Potentially heavy stuff, but Marzouk and Baroni tried to make it more palatable and accessible to the general public by elevating the word "Family" and relegating the subsequent mouthful to the status of a subtitle. It worked.

"We were thinking of how to present cutting-edge contemporary art practices to the local public without totally alienating them," Marzouk explains. "The opening was one of the very few and rare occasions that had people coming in from Cairo and other cities especially to see the show. It was a great feeling for the local art community."

But what does Alexandria's local art community consist of, exactly?

"The art scene here today has many of the same problems Cairo had around seven years ago and Beirut had around 11, 12 years ago," she reasons. "The majority of the art being produced is craft- or skill-based work with little emphasis on the critical side of art making."

Alexandria has a state-run atelier and a few small, tourist-friendly museums but no real gallery system to speak of. "The city has been suffering a long recession," says Marzouk, "in the visual arts especially."

It also suffers a degree of intolerance. One artist who mounted a show at ACAF after "Family" had to contend with local printers who tore up photographs for the show, detecting a hint of sexual innuendo in the material. Marzouk and Baroni, however, decline discussing such details.

"Honestly, [there are] just too many obstacles and challenges to talk about," says Marzouk, explaining that they prefer to handle things as they come up, on a case-by-case basis. Overall, being still new to the scene, she and Baroni just want to keep ACAF up and running.

"I think the space's main aim is to assist in creating a better and wider awareness of what contemporary visual culture is and what it can be.
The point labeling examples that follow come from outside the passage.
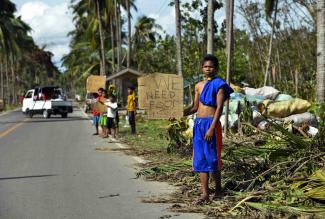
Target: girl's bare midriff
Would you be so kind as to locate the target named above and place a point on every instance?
(203, 110)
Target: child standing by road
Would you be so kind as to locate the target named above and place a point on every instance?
(131, 109)
(111, 113)
(96, 115)
(210, 96)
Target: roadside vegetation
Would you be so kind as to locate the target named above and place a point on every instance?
(265, 173)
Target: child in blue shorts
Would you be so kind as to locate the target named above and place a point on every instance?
(210, 96)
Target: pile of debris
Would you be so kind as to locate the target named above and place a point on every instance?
(274, 166)
(267, 103)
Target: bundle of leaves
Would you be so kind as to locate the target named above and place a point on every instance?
(286, 175)
(279, 174)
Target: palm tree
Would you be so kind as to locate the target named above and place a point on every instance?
(13, 39)
(178, 39)
(230, 41)
(210, 30)
(145, 30)
(321, 51)
(270, 6)
(129, 34)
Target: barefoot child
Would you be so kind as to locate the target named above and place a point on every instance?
(96, 115)
(210, 96)
(111, 113)
(131, 109)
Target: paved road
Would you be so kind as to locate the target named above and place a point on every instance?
(49, 168)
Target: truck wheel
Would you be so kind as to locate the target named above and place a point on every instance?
(46, 114)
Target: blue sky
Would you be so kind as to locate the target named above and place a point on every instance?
(51, 20)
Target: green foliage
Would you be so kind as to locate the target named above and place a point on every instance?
(178, 142)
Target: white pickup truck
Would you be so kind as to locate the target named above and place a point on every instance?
(46, 100)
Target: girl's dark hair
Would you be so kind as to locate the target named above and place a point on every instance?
(212, 58)
(113, 97)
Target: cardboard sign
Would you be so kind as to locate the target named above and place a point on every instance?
(94, 82)
(99, 107)
(161, 95)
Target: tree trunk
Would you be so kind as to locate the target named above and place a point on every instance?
(117, 36)
(7, 96)
(2, 80)
(129, 34)
(13, 82)
(230, 16)
(269, 59)
(296, 82)
(112, 43)
(321, 51)
(178, 39)
(210, 31)
(101, 36)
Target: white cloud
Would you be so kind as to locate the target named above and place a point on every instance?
(166, 21)
(50, 24)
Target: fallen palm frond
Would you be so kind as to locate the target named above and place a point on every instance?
(271, 172)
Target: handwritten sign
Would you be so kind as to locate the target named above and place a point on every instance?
(161, 95)
(94, 82)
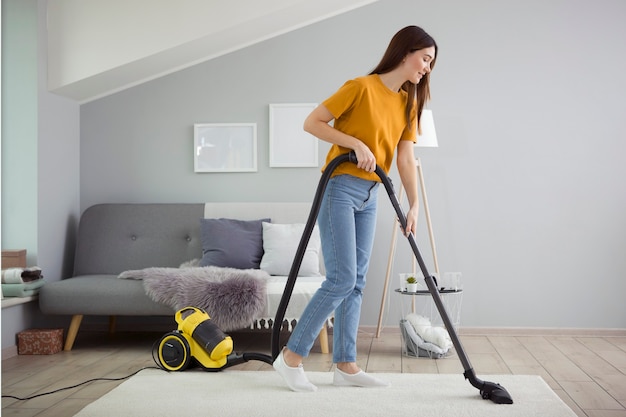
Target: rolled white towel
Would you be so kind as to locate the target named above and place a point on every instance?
(12, 276)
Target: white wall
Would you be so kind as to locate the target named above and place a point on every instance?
(525, 189)
(98, 47)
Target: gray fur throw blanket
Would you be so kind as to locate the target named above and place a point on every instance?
(233, 298)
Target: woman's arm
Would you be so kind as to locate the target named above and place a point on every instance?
(408, 176)
(316, 124)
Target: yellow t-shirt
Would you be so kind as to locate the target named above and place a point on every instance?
(368, 110)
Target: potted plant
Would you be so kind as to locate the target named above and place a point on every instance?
(411, 284)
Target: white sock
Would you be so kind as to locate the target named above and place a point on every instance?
(294, 376)
(360, 379)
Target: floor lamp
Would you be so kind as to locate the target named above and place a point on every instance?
(428, 138)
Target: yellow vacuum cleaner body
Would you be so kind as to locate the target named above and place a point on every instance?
(197, 337)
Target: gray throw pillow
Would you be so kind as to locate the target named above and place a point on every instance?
(232, 243)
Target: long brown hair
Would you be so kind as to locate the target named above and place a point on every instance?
(407, 40)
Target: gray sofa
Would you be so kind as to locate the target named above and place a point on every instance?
(113, 238)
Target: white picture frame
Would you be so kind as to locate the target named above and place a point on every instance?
(225, 147)
(289, 144)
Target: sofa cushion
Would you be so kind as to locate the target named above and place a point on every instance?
(280, 243)
(232, 243)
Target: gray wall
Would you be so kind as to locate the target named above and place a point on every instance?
(40, 159)
(525, 190)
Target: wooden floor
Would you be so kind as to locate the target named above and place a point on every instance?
(587, 371)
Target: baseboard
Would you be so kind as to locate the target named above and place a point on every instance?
(9, 352)
(518, 331)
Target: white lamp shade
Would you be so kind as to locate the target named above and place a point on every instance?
(428, 138)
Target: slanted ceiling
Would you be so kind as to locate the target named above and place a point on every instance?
(96, 48)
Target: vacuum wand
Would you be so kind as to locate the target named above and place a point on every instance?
(488, 390)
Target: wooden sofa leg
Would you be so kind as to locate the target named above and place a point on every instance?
(73, 331)
(324, 339)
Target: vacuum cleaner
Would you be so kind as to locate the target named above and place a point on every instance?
(198, 340)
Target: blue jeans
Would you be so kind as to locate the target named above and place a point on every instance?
(347, 222)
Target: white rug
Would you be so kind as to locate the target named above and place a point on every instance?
(154, 393)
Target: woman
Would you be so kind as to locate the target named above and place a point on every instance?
(374, 116)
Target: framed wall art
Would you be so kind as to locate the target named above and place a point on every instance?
(225, 147)
(289, 144)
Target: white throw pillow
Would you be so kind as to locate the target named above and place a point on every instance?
(280, 243)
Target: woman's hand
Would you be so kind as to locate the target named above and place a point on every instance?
(316, 124)
(411, 221)
(365, 158)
I use the term 'visual culture' because we are trying not just to concentrate on exhibitions, but to cultivate this multidimensional understanding of art in relation to all aspects of contemporary living.

"ACAF is totally non-profit making," she adds. "There is not much of an art market here, and when you try to avoid exhibiting craft-based and decorative pieces, then it's extremely unlikely that the type of art you're showing will sell."

ACAF, then, collaborates with funding bodies such as Pro Helvetia in Switzerland to pull off its projects. But lining up exhibitions, writing out grant proposals, spearheading a mini-revolution in the local community - none of this would seem to leave much time for Marzouk to pursue her strange, luminous art. How does she manage, considering that she just completed two major mural projects (one in the US, the other in Spain) and has a solo outing scheduled for Galerie Sfeir-Semler's studio space in Germany come November?

"I don't know really," she says. "It's a very organic process. I figure out my priorities at any given moment, then make a decision."

If "The Morphologist and the Architect" offered a cool study of how far an artist could go using architectural references and the logic of construction, Marzouk's more recent work, particularly the murals, entitled "Black Oil Odyssey," has a hotter tone, tracing the missing links - political, financial and otherwise - between oil, industry and nature.

"It has an emotional voice that's very different from the 'Morphologist.' It has much more anger and is more aggressive in its color scheme." Clearly making ample use of her time, Marzouk adds, "I'm doing a lot of research for a new series but I'm still not sure where it's taking me."

With that, she's back into the time warp to get some work done.